Sisco : près d'un mois après la rixe, où en est l'enquête ?

ÉCLAIRAGE - Une altercation sur une plage corse avait éclaté le 13 août. Les 5 protagonistes doivent être jugés jeudi 15 septembre.

Un rassemblement à Sisco (Corse) après la rixe
Un rassemblement à Sisco (Corse) après la rixe Crédit : PASCAL POCHARD-CASABIANCA / AFP
Clarisse Martin
Clarisse Martin
et AFP

La décision judiciaire approche. Jeudi 15 septembre, les personnes impliquées dans la rixe survenue à Sisco le samedi 13 août seront fixés sur leur sort. Mardi 13 septembre, les avocats de la défense ont fait savoir qu'ils souhaitaient que le procès soit dépaysé "hors de Corse", invoquant un "risque de trouble à l'ordre public". La Ligue des droits de l'Homme proteste et demande à ce que l'audience soit maintenue à Bastia, pour ne pas que cela s'apparente à "une démission de la justice en Corse". Cette demande a été rejetée, jeudi 15 septembre dans la matinée, juste avant l'ouverture du procès. Le président de l'Assemblée de Corse Jean-Guy Talamoni avait déclaré au micro de RTL, qu'il "n'y avait aucune raison de dépayser le procès".
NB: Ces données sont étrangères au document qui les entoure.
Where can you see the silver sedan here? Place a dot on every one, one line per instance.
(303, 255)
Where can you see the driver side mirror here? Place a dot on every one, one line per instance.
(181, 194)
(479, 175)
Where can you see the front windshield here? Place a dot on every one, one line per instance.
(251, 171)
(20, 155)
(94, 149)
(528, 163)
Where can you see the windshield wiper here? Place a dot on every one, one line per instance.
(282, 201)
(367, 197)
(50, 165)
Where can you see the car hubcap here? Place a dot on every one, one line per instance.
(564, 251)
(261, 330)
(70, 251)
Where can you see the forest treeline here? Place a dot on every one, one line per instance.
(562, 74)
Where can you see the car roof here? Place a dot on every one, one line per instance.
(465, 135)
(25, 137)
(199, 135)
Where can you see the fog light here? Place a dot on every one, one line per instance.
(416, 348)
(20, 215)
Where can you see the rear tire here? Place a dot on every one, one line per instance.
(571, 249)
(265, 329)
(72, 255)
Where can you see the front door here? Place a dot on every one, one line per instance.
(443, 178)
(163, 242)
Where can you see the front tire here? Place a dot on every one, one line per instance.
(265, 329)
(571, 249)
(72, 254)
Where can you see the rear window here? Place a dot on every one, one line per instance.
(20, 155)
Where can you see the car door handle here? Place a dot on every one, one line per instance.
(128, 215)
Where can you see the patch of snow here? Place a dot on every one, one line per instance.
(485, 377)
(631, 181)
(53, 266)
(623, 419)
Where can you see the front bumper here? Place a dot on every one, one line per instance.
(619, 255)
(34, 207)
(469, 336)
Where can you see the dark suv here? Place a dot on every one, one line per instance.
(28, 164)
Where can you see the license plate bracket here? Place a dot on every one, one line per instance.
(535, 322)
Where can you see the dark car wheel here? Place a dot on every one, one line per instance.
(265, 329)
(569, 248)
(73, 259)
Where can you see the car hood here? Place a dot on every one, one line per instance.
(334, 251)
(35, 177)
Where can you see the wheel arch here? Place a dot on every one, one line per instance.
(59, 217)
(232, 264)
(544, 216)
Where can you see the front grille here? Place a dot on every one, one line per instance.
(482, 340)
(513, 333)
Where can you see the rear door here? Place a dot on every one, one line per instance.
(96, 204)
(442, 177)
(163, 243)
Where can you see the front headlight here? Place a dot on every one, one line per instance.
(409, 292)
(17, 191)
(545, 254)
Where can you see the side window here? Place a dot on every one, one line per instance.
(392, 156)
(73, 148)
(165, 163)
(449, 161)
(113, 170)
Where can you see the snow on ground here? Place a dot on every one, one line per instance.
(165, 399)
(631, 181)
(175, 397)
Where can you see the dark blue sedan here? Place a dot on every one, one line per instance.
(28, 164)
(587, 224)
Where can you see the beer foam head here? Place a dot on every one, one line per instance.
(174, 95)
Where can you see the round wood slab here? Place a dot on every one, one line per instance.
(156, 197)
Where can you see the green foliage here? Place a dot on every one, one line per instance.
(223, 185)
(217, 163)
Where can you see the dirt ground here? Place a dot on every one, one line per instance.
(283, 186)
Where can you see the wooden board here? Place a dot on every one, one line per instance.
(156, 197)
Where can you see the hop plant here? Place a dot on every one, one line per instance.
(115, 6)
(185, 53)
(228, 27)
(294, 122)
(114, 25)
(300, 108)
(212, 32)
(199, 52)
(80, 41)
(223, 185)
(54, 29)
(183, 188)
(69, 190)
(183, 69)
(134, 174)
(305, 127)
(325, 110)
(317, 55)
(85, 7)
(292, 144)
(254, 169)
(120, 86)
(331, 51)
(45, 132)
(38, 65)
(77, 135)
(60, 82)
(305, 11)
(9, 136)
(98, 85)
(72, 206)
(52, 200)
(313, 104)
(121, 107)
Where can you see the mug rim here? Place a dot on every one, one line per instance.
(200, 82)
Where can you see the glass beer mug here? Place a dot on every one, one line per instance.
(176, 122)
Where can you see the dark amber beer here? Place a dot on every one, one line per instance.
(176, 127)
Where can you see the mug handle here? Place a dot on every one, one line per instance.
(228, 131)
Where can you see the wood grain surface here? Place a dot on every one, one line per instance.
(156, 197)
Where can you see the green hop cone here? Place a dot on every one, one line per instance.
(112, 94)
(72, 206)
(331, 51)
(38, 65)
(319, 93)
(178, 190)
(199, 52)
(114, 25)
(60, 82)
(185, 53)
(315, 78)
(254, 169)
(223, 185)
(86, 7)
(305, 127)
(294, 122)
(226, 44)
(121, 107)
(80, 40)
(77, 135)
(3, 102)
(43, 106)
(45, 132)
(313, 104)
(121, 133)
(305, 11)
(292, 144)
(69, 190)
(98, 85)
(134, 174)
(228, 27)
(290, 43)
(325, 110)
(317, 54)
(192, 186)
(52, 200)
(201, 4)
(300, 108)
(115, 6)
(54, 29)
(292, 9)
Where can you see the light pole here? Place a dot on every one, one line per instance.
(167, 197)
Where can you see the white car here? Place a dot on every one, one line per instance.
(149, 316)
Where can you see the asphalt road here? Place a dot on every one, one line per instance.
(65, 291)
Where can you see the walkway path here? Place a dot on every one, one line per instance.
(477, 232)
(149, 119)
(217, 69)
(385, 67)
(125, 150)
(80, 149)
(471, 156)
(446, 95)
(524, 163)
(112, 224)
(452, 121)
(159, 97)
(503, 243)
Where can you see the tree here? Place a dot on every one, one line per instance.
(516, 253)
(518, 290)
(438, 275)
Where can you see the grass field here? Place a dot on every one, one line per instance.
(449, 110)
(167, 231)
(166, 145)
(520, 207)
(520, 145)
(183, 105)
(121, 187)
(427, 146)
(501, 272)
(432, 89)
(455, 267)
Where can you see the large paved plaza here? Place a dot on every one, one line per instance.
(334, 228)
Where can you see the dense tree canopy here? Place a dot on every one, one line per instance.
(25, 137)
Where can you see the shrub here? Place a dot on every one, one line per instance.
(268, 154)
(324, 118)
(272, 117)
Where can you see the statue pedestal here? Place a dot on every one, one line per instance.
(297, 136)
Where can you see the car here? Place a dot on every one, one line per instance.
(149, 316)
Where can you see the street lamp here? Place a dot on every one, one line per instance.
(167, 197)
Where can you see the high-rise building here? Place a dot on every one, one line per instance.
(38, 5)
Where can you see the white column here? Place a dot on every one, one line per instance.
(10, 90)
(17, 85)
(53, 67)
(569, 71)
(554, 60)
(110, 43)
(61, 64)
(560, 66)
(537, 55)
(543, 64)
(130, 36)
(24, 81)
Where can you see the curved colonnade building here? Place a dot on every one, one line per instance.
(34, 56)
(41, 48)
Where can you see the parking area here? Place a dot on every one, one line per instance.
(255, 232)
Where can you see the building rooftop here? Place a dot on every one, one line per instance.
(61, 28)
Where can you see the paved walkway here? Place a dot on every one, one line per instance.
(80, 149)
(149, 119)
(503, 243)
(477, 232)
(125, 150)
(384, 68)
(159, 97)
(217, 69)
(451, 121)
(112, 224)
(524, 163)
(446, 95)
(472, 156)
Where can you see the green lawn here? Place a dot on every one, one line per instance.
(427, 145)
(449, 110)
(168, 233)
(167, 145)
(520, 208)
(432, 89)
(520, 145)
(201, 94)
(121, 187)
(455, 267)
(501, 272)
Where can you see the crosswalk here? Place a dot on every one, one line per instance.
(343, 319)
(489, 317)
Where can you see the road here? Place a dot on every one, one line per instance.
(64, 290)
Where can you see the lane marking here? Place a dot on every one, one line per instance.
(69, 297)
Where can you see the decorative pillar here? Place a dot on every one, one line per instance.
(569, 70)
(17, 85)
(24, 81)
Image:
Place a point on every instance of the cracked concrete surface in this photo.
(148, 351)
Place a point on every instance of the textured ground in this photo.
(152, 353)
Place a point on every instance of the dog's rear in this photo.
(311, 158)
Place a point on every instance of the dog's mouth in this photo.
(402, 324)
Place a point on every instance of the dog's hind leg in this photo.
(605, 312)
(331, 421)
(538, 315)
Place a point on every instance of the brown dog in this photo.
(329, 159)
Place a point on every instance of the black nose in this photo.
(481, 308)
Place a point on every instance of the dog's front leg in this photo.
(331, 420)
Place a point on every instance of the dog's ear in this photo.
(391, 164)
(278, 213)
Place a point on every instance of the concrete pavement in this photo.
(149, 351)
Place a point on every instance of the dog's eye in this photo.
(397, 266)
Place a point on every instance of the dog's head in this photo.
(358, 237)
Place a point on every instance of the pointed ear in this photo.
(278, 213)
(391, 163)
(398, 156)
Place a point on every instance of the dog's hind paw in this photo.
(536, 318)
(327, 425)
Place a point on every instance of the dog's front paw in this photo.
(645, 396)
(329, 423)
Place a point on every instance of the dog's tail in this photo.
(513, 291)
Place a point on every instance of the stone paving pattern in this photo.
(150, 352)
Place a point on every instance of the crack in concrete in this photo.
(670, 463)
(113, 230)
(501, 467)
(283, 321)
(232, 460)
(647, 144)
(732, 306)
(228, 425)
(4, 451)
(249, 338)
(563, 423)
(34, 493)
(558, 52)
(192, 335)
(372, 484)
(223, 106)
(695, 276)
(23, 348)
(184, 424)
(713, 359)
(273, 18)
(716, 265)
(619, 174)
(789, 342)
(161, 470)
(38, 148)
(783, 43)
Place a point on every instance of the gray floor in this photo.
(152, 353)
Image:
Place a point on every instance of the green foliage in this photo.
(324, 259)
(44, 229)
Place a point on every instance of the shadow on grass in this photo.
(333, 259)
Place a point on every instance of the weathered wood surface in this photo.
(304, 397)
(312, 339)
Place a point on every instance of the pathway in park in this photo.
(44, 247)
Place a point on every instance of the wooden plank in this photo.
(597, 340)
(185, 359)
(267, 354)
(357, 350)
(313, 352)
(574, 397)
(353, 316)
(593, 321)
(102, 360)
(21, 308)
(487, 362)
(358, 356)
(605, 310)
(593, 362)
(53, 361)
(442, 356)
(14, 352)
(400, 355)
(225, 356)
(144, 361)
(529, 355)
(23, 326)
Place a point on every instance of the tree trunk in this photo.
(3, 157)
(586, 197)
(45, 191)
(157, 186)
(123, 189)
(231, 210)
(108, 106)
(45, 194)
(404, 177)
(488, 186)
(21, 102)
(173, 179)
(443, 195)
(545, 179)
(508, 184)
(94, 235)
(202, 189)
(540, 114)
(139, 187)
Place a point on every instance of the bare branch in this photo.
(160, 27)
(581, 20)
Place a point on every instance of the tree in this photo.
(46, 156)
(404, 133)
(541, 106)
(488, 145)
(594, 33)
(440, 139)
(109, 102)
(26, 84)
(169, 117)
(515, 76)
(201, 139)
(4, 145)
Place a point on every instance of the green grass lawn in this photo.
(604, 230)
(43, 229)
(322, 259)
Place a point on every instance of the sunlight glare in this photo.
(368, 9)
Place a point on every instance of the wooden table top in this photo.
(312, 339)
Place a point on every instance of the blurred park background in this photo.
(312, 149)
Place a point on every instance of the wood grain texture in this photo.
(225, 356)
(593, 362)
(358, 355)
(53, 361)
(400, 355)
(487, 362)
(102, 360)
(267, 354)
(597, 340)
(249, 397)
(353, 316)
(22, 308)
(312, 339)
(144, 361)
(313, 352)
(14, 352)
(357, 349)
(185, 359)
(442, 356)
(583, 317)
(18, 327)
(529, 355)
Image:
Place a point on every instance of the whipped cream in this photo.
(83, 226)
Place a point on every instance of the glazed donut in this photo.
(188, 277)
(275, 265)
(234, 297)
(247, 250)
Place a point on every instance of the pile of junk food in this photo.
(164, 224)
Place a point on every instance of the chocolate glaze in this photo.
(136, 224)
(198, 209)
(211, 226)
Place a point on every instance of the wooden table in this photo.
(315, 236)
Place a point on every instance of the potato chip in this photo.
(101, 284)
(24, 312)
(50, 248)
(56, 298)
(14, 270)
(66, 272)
L'altercation avait éclaté samedi 13 août, sur une plage de la commune de Sisco (Haute-Corse). Selon le parquet, trois frères auraient voulu "privatiser" la plage en question, et auraient fait usage d'armes blanches contre les habitants du village pour parvenir à leurs fins. Le procès, qui devait se dérouler en comparution immédiate, avait été reporté à la demande des avocats de la défense. Deux habitants de Sisco comparaissent également devant la justice pour leur riposte qualifiée de "scandaleuse" par le parquet. L'un d'eux avait notamment asséné un coup de poing à une personne inanimée sur un brancard.

Une possibilité de report pour le procès

Cette affaire avait fait du bruit. Le soir même, une centaine de gendarmes et policiers avaient été mobilisés pour ramener le calme. Dès le lendemain, une manifestation avait eu lieu à Bastia, et des insultes racistes à l'encontre des trois frères d'origine marocaine vivant à Furiani avaient été prononcées à cette occasion. Le maire de la commune, Ange-Pierre Vivoni (PS) avait pris après la bagarre un arrêté "anti-burkini", ce qui avait entraîné une confusion dans l'affaire, car il n'était pas question de ce vêtement lors de l'altercation. Le maire avait d'ailleurs refusé de faire machine arrière après la décision du Conseil d'État déclarant l'arrêté similaire de Villeneuve-Loubet (Alpes-Maritimes) illégal. L'édile a d'ores et déjà prévu d'assister au procès, dans une "volonté de calmer les choses".